12

I am running my jobs on a small cluster. I submitted them via qsub. Now my labmates need resources more urgently than me, so I need to either kill my jobs or pause them, if possible.

Is there a way of pausing my jobs and releasing the CPU, RAM, etc.?

I am a normal user (no root privileges).

Sibbs Gambling
  • 1,646
  • 6
  • 20
  • 26
  • 1
    You can hold back your not yet running jobs with `qhold`, but this does not affect already running jobs. It seems that `qmod` can suspend running jobs, but needs root or manager privileges. – jofel Sep 07 '15 at 12:01
  • Assuming you have MOAB cluster: you can suspend your job (if configured accordingly), but only administrator can resume it: http://docs.adaptivecomputing.com/mwm/Content/topics/jobAdministration/suspendresume.html – Ott Toomet Dec 27 '15 at 05:13
  • use `qrls ` to rerun your job. – Charlie Parker Dec 24 '20 at 18:41

1 Answers1

10

If the jobs haven't started you can put them on hold with qhold.

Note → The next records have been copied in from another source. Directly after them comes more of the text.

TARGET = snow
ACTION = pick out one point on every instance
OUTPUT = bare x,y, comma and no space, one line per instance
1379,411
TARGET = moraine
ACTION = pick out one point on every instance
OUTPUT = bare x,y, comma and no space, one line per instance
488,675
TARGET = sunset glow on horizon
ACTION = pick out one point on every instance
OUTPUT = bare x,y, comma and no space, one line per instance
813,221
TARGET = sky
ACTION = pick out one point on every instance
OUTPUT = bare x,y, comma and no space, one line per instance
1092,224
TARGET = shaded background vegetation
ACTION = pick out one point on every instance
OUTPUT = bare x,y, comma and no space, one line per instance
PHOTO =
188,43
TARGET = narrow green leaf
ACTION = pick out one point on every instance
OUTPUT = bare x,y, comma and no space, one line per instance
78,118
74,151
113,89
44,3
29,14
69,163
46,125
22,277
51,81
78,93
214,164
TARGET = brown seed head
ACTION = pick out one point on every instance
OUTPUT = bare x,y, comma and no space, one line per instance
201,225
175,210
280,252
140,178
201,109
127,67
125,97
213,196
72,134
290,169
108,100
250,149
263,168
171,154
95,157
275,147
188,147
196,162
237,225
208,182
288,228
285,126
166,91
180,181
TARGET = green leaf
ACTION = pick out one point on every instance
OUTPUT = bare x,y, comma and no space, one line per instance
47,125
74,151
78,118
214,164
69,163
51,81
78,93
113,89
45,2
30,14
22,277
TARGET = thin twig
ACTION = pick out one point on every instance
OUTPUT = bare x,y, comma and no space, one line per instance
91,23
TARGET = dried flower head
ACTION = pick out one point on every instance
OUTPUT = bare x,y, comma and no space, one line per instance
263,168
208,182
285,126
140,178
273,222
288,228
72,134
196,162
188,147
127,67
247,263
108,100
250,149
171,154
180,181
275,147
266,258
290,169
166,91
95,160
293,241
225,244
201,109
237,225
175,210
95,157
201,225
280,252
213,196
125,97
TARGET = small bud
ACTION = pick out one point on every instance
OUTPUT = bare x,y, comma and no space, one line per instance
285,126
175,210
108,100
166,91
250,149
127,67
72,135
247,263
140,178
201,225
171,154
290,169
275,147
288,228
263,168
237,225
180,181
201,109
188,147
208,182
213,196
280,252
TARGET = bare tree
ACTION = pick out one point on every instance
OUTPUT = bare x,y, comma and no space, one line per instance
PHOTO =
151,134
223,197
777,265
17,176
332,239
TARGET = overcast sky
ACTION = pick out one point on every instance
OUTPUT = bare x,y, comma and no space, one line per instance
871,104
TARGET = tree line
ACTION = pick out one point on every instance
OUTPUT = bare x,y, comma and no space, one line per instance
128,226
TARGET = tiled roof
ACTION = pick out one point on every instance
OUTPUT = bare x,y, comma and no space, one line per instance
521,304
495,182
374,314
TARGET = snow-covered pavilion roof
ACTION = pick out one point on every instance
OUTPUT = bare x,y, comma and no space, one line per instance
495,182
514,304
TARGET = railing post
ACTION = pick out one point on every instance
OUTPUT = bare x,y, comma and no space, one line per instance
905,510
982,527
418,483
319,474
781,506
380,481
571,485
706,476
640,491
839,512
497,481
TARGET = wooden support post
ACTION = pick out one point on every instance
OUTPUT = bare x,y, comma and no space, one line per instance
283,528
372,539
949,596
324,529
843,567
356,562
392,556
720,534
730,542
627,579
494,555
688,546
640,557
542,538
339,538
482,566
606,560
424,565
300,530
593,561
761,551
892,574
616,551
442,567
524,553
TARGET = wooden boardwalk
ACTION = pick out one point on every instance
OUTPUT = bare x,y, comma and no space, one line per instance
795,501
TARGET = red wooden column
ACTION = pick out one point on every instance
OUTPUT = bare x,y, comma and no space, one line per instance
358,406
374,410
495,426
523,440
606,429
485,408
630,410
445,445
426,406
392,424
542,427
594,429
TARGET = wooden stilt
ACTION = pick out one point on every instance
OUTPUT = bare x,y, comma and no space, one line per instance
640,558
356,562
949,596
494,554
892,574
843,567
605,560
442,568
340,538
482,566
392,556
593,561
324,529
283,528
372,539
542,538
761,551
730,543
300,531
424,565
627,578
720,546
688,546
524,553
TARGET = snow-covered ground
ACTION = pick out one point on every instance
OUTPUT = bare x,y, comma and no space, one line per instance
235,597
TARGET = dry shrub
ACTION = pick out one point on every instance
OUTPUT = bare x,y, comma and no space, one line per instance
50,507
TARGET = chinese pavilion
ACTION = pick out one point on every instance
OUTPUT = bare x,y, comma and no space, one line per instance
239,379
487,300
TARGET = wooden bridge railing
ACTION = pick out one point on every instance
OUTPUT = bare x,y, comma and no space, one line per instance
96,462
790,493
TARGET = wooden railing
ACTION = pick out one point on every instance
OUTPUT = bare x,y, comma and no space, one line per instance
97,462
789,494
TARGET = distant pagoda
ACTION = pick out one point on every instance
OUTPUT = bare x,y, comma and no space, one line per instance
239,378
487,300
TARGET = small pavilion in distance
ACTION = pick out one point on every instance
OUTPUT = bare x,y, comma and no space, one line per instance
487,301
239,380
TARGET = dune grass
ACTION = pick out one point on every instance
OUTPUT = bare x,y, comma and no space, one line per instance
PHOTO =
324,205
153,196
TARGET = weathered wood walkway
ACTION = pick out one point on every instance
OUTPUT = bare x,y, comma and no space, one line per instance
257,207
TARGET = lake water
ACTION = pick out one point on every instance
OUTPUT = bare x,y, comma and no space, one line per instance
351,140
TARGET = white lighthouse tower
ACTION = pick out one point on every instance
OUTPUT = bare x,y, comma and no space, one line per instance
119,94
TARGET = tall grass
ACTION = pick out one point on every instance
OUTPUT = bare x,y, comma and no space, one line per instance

Use qrls to restart.

qhold <job ID>
qrls <job ID>

If they are already running you can use qsig to suspend and resume jobs (you may need extra permissions for that, ask your administrator if that's the case):

qsig -s suspend <job ID>
qsig -s resume <job ID>

Once you have resumed your job you may have to force it to run with qrun

qrun <job ID>

Tested on a SLES 11 SP4 system with PBSPro 13.0.2.153173, but I am confident it should work with other POSIX-compliant batch job submission systems.

Calimo
  • 280
  • 3
  • 12